Bu düşüncelerle dolup taşmışken Mathilda’yı okumaya başladım. Mary Shelley’i Frankenstein ile tanıyoruz ama Mathilda’yı bilmiyordum. Kitap başta tasvirleriyle beni içine aldı sonra da konusuyla kapı dışarı attı kelimenin tam anlamıyla. Ne okuyorum ben dedim önce. Kitapta vurgulanan konu asla kabul edemeyeceğim, okurken bile ben yanlış anlıyorum herhalde dediğim bir durumdu. Baktım bu böyle olmayacak, üstelik kitabı okuyup tahlil etmek zorundayım. Danışman hocamın verdiği bir haftacık süre de tükeniyor yazarın hayatına odaklanayım önce dedim.

Yazarın hayatı tamamen ölümlerle çevriliymiş meğer. Doğduktan 10 gün sonra annesini kaybetmiş. Evli sevgilisiyle kaçmış. İlk çocuğu erken doğmuş, kaybetmiş. Sevgilisinin karısı intihar etmiş. 1818’de kızı 1 yaşındayken ölmüş. 1819’da oğlunu sıtma yüzünden kaybetmiş. 1822’de eşi 29 yaşındayken tekne kazasında vefat etmiş.1824’te yakın arkadaşını kaybetmiş.

Tüm bu ölümlerden sonra yazarın ruh halinin nasıl olacağını ve yazılarına nasıl etki edeceğini düşündüm. Yazar kitabında bize tabu gelen bir meseleyi anlatmaktan ziyade başka bir şeyler anlatmak istiyor dedim ve kitabın kapısı aralandı.

Mathilda, tıpkı yazar gibi annesini doğumda kaybetmiş, dünyaya gelmesi onu dünyaya getirenin can vermesine sebep olmuş bir kızdır. 16 yıl boyunca babasından da ayrı bir yaşam sürer. 16.yaşında babası yaşadığı buhrandan kurtulup kızıyla yaşamaya başlar. Mathilda’nın hayatındaki en mutlu günler başlar ama kısa sürer. Babası kızına gösterdiği yoğun sevgiyi aynı hızla geri çeker. Bu geri çekişin sebebi babasının hayatına mal olur. Mathilda’nın hayatı da bir daha eskisi gibi olmaz. Ama aslında yazarın anlatmak istediği şey başkadır.

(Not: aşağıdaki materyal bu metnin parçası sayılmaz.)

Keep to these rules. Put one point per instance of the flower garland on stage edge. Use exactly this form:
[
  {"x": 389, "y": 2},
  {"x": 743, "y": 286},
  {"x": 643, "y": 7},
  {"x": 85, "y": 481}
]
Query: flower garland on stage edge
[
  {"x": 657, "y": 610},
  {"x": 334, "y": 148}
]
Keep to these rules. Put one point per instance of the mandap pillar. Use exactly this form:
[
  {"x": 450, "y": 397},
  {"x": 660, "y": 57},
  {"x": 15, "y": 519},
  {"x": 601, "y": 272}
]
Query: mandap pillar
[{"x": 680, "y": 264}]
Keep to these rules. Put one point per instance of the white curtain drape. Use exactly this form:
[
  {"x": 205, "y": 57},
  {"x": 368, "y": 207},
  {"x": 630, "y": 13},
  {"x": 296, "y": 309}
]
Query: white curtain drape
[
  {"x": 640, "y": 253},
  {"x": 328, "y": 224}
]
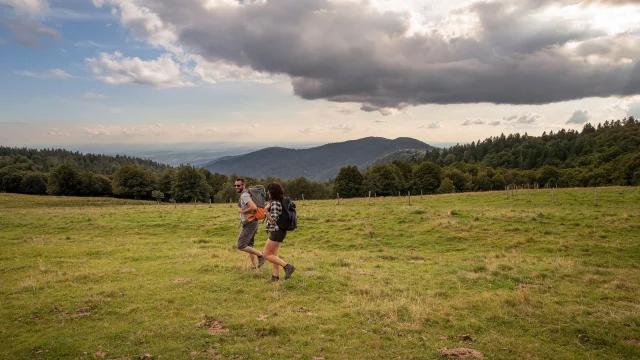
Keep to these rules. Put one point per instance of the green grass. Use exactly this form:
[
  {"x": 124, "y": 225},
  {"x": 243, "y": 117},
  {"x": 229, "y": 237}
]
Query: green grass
[{"x": 387, "y": 280}]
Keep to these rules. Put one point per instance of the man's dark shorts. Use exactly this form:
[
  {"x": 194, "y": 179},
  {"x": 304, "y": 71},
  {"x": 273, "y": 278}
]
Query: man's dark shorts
[
  {"x": 277, "y": 236},
  {"x": 247, "y": 235}
]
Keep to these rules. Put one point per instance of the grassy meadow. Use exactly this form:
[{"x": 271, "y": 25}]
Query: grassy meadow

Yazar Mathilda’da bireyin varoluşsal yalnızlığını merkeze alır. Kendi varlığını anlamlandırmak için de ölüm fikrinin etrafında dolanıp durur. Karakter ölümü bir çözüm olarak görmez. Varoluşu sonra erdirip anlam arar. Eserde acıdan anlam üretme üzerinde yoğunlaşılmıştır. Acı insanı var kılan şey olarak belirtilir.

Ayrıca babası öldükten sonra doğaya sığınır. Doğa burada koruyucu bir alan olarak görünür. Tıpkı bir anne figürü gibi. Kitabın sonlarına doğru Mathilda kendisi gibi acı çeken bir arkadaş bulur ve arkadaşı onu tekrar hayata bağlamak için çabalar ama Mathilda’nın içindeki ölüm arzusunu dindiremez.

Sahi ölüm olmasaydı var olmanın bir anlamı olur muydu? Peki hiç hayata geçirmeyeceğimiz düşünceler bizi günahkar yapar mı? Mathilda’yı okursanız bunu niye sorduğumu da anlarsınız.